It's Not Scandalous to Plead A Conflict of Interest
Sometimes, but rarely a defendant will move to strike pleadings that are "scandalous and prejudicial" under CPLR 3024(b). Sometimes it just does not work. In those instances, as in Armstrong v Blank Rome LLP 2014 NY Slip Op 30570(U) March 6, 2014 Sup Ct, NY County
Docket Number: 651881/2013 Judge: Anil C. Singh, the court disagrees and finds the pleadings to be necessary and proper. Defendants get to dismiss a GBL cause of action, but not the main claims.
Plaintiff commenced divorce proceedings against Michael Armstrong in June of 2009. On or about November 17, 2009, plaintiff retained the services of the defendants to represent her in these proceedings. Defendants undertook review of an extensive file generated by plaintiff's prior Counsel, and consented to a scheduling order obliging the parties to exchange documents by December 31, 2009, and sworn net worth statements by January 9, 2010. On April 7, 2010, defendants hired Martin I. Blaustein, C.P .A. to advise on marital spending and lifestyle, the value of Mr. Armstrong's professional licenses and components of the latter's income. Defendants, allegedly based on the strategic advice of their expert, Mr. Blaustein, advised plaintiff to waive valuation, for distributive purposes, of Mr. Armstrong's professional securities licenses. In waiving this valuation on counsel's advice, the plaintiff complains that she improvidently deprived herself of her marital share of an asset valued by her own expert, Mr. Blaustein, at $16,167,000.00.
The gravamen of plaintiffs conflict-of-interest allegations is the professional relationship between defendant Blank Rome and her ex-husband's employer, Morgan Stanley, for which Blank Rome was engaged in lucrative transactional representation in Pennsylvania. Plaintiff contends that the desire to maintain and augment Blank Rome's billings to Morgan Stanley, motivated the individual partners, defendants Norman Heller and Dylan Mitchell, as well as Blank Rome as an entity, to "throw her under the bus."
Plaintiff maintains that the position of her ex-husband, Mr. Armstrong, is so exalted at Goldman Sachs, and that his interests and his company's were so intertwined, as to lend credibility to her allegations. In any event, it is undisputed that no disclosure of this concμrrent professional engagement with Morgan Stanley was ever made to plaintiff, nor was any waiver thereof obtained from her. "In general, we may conclude that 'unnecessarily' pleaded means 'irrelevant.' We should test this by the rules of evidence and draw the rule accordingly .... (I)f the item would be admissible at trial under the evidentiary rules of relevancy, its inclusion in the pleading, whether or not it constitutes ideal pleading, would not justify a motion to strike under CPLR 3024."

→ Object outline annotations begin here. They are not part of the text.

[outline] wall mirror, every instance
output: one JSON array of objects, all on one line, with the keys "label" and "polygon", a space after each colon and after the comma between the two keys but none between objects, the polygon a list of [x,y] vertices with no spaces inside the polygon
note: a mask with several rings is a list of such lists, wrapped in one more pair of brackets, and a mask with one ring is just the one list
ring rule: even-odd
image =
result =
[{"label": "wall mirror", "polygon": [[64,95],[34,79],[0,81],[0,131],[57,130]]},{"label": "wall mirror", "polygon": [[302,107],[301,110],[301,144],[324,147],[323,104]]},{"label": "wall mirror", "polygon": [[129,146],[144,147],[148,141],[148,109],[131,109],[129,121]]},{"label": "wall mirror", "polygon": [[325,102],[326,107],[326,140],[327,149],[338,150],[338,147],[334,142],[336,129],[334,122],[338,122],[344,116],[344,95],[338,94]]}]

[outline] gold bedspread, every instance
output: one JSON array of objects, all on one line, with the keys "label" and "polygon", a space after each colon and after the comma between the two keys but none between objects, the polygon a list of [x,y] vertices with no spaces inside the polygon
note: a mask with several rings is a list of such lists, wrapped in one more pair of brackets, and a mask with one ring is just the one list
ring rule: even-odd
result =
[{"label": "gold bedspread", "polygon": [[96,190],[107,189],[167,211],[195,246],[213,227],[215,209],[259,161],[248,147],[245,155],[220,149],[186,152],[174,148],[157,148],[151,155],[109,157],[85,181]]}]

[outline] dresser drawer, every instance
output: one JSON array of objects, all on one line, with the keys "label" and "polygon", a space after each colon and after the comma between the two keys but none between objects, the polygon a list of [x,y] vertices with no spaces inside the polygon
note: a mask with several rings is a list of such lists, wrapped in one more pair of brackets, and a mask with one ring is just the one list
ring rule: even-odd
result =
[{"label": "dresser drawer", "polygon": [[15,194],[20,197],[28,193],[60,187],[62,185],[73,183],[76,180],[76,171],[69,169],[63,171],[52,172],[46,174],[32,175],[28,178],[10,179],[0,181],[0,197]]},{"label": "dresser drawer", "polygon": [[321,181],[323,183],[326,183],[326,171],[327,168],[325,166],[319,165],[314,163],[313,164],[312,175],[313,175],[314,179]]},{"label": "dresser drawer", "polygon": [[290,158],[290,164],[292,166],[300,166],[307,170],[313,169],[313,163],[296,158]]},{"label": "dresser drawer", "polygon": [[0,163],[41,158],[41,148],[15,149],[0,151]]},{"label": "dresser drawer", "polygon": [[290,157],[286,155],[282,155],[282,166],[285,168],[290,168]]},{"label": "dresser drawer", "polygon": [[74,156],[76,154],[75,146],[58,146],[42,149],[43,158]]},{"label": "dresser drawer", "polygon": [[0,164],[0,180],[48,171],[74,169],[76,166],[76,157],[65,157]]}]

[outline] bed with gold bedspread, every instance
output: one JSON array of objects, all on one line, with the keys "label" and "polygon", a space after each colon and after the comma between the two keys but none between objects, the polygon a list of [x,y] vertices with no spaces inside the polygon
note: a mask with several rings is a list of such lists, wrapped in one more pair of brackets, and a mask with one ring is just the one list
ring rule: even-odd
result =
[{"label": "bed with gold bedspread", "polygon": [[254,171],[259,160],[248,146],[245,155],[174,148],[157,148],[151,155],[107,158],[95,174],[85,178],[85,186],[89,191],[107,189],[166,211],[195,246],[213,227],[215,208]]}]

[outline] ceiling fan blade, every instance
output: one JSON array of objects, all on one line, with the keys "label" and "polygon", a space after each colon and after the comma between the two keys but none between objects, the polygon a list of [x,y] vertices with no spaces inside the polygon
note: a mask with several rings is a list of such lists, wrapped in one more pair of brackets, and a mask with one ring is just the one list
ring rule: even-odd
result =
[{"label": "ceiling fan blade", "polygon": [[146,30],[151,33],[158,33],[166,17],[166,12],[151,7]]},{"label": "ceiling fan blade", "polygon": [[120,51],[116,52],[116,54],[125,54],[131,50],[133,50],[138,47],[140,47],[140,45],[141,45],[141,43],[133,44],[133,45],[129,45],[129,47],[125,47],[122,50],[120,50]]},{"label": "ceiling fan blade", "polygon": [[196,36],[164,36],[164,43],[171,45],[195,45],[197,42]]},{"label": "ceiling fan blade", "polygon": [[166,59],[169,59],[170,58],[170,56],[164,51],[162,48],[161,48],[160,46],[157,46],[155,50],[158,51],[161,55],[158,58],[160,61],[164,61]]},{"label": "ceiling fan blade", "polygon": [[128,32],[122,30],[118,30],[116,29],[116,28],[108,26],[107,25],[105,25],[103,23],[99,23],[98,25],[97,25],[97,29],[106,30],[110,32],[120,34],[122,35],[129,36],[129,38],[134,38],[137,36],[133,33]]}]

(David D. Siegel, Practice Commentaries, McKinney's Cons Laws of N Y, Book 7B, CPLR C:3024:4 at 323 as cited in Soumayah v. Minelli, 41 AD3d 390, 393 [1st Dept 2007], app. withdrawn 9. NY3d 989) "'Where evidence of the facts pleaded in the allegations has any bearing on the subject matter of the litigation and is a proper subject of proof, the presence of such matter involves no prejudice and the allegations are not irrelevant to the cause of action pleaded' [citation omitted.]" Tomasello v Trump, 30 Misc 2d 643, 649 [Sup Ct, Queens County, 1961].) Measured by these standards, defendants have failed to show that the paragraphs complained of lack evidentiary relevance, apparent necessity, or have demonstrated any prejudice resulting from their inclusion. Accordingly, this branch of the motion to strike them is denied."